In [None]:
import pandas as pd
import pycountry
import folium
import folium.map
from folium.plugins import TimeSliderChoropleth
import geopandas as gpd
import plotly.express as px
from fuzzywuzzy import process

Let's begin by reading our outbreak data and creating a dataframe.

In [None]:
outbreak_data_df = pd.read_csv("data/outbreak_data.csv")
pd.set_option("display.max_columns", None)
outbreak_data_df.columns

Taking a look at the value counts of our spatial_scale column, it's clear that administrative level 2 yields the largest count. This is helpful in helping us determine the granulity of our data exploration.

In [None]:
outbreak_data_df["spatial_scale"].value_counts()

In [None]:
admin2_rows_df = outbreak_data_df[outbreak_data_df["spatial_scale"] == "admin2"]
admin2_rows_df

ADM0 - Country
ADM1 - Province/State
ADM2 - District/Region
ADM3 - Local Governemtn/Area Councils
ADM4 - Ward/Village

Using the outbreak_data_df DataFrame, I am creating a location DataFrame by splitting the 'location' string. 

In [None]:
location_df = admin2_rows_df["location"].str.split("::", expand=True)
column_names = ["Continent", "ISO3", "admin1", "admin2"]
location_df.columns = column_names
location_df

Using the pycountry package, I am creating a DataFrame of the countries that match the values of the location_df['ADM2'] column.

In [None]:
fuzzy_countries_data = []
adm0 = location_df["ISO3"].values
for country in adm0:
    fuzzy_search = pycountry.countries.search_fuzzy(country)[0]
    fuzzy_countries_data.append(
        {
            "ADM0": country,
            "Country": fuzzy_search.name,
            "ISO3": fuzzy_search.alpha_3,
        }
    )
fuzzy_countries_df = pd.DataFrame(fuzzy_countries_data)
fuzzy_countries_df

Using the pycountry.subdivisions data, I am creating a new DataFrame that I can to extract the ADM2 Names, the country, and its corresponding code.

In [None]:
subdivisions = pycountry.subdivisions

# Create a list to store subdivision data
subdivision_data = []

# Iterate over subdivisions and extract relevant information
for subdivision in subdivisions:
    subdivision_data.append(
        {
            "ADM2 Name": subdivision.name,
            "Code": subdivision.code,
            "Country": subdivision.country.name,
            "Country Code": subdivision.country.alpha_2,
            "Type": subdivision.type,
        }
    )

# Create a DataFrame from the subdivision data
subdivision_df = pd.DataFrame(subdivision_data)
subdivision_df

Let's cross reference the country info using the CountryInfo package

In [None]:
from countryinfo import CountryInfo

provinces = CountryInfo("Democratic Republic of the Congo").provinces()
provinces

In [None]:
# to group by year and month, we'll focus on the extract the year value from the 'start_date'
outbreak_data_df["s_Date"] = pd.to_datetime(
    outbreak_data_df["start_date"], format="%m/%d/%Y"
)
outbreak_data_df["e_Date"] = pd.to_datetime(
    outbreak_data_df["end_date"], format="%m/%d/%Y"
)
outbreak_data_df["s_month"] = outbreak_data_df["s_Date"].dt.month
outbreak_data_df["s_year"] = outbreak_data_df["s_Date"].dt.year
outbreak_data_df

In [None]:
adm2 = location_df["admin2"]
adm2_list = []
for adm2 in adm2:
    adm2_list.append(adm2.title())
fuzzy_countries_df["ADM2"] = adm2_list
fuzzy_countries_df

In [None]:
import requests
import zipfile
import io

gadm_url_prefix = "https://geodata.ucdavis.edu/gadm/gadm4.1/json/"
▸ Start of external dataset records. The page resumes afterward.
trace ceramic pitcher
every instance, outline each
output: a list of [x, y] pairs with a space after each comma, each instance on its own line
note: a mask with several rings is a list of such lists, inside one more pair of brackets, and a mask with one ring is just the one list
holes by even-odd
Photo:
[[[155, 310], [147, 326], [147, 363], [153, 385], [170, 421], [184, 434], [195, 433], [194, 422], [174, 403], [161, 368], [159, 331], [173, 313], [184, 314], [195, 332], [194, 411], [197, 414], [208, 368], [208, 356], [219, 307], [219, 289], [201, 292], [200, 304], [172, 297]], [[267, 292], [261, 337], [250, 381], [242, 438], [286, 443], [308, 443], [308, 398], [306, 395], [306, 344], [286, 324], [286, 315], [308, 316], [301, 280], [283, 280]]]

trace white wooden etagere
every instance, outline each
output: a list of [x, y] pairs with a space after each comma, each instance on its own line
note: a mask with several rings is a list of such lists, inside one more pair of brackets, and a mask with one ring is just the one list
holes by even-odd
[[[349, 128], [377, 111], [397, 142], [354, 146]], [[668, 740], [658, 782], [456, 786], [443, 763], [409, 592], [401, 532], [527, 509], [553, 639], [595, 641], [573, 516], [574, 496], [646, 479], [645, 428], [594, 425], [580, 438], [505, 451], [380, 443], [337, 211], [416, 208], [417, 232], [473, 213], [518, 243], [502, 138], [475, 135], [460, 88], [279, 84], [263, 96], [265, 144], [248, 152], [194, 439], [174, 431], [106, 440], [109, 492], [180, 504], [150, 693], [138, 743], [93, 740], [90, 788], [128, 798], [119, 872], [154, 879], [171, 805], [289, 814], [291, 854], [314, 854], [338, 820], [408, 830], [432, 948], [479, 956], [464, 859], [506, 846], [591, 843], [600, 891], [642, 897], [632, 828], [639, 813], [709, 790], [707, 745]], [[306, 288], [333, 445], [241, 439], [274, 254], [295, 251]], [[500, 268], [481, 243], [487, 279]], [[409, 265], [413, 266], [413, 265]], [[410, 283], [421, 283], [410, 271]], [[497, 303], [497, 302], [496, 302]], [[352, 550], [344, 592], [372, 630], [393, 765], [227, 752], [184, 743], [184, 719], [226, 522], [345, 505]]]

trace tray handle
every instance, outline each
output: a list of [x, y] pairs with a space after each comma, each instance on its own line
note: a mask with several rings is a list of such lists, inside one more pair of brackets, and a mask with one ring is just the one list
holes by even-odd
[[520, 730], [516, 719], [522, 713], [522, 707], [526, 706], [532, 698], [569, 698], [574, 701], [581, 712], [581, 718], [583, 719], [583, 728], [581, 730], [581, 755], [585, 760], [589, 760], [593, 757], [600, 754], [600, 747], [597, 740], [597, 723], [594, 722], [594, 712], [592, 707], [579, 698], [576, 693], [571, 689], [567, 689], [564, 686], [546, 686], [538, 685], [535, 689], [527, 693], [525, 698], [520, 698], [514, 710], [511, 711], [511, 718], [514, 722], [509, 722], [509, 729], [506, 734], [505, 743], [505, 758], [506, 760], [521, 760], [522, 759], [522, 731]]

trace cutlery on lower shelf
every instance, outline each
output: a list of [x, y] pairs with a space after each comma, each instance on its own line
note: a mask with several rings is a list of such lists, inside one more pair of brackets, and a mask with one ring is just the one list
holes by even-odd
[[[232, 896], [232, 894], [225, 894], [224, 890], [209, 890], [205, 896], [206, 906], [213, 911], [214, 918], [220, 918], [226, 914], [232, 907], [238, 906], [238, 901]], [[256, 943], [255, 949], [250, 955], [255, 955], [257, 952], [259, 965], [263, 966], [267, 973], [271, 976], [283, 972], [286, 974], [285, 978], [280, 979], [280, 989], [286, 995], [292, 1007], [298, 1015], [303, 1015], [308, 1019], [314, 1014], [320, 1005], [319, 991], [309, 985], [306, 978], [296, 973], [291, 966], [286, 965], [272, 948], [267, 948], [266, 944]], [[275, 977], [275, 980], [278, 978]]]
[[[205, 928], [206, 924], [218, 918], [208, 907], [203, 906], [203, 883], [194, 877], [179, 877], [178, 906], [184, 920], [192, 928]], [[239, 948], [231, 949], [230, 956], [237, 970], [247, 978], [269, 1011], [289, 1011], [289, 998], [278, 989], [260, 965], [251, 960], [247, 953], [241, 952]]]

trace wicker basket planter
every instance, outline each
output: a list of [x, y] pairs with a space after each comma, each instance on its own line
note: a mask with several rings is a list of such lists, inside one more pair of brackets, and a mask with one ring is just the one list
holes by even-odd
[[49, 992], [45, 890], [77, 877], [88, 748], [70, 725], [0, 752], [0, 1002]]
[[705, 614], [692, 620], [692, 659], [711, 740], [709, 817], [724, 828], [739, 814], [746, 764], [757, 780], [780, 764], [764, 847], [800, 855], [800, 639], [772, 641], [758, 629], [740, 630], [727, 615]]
def get_gadm_data(url: str):
    response = requests.get(url)

    if response.status_code == 200:
        # Successful response
        path = "./data/geojson/"
        with zipfile.ZipFile(io.BytesIO(response.content)) as zip_file:
            zip_file.extractall(path)

    else:
        # Unsuccessful response
        print("Error: Failed to download data from URL:", url)


url_suffix = f'gadm41_{fuzzy_countries_df["ISO3"][2]}_2.json.zip'
print(gadm_url_prefix + url_suffix)
get_gadm_data(gadm_url_prefix + url_suffix)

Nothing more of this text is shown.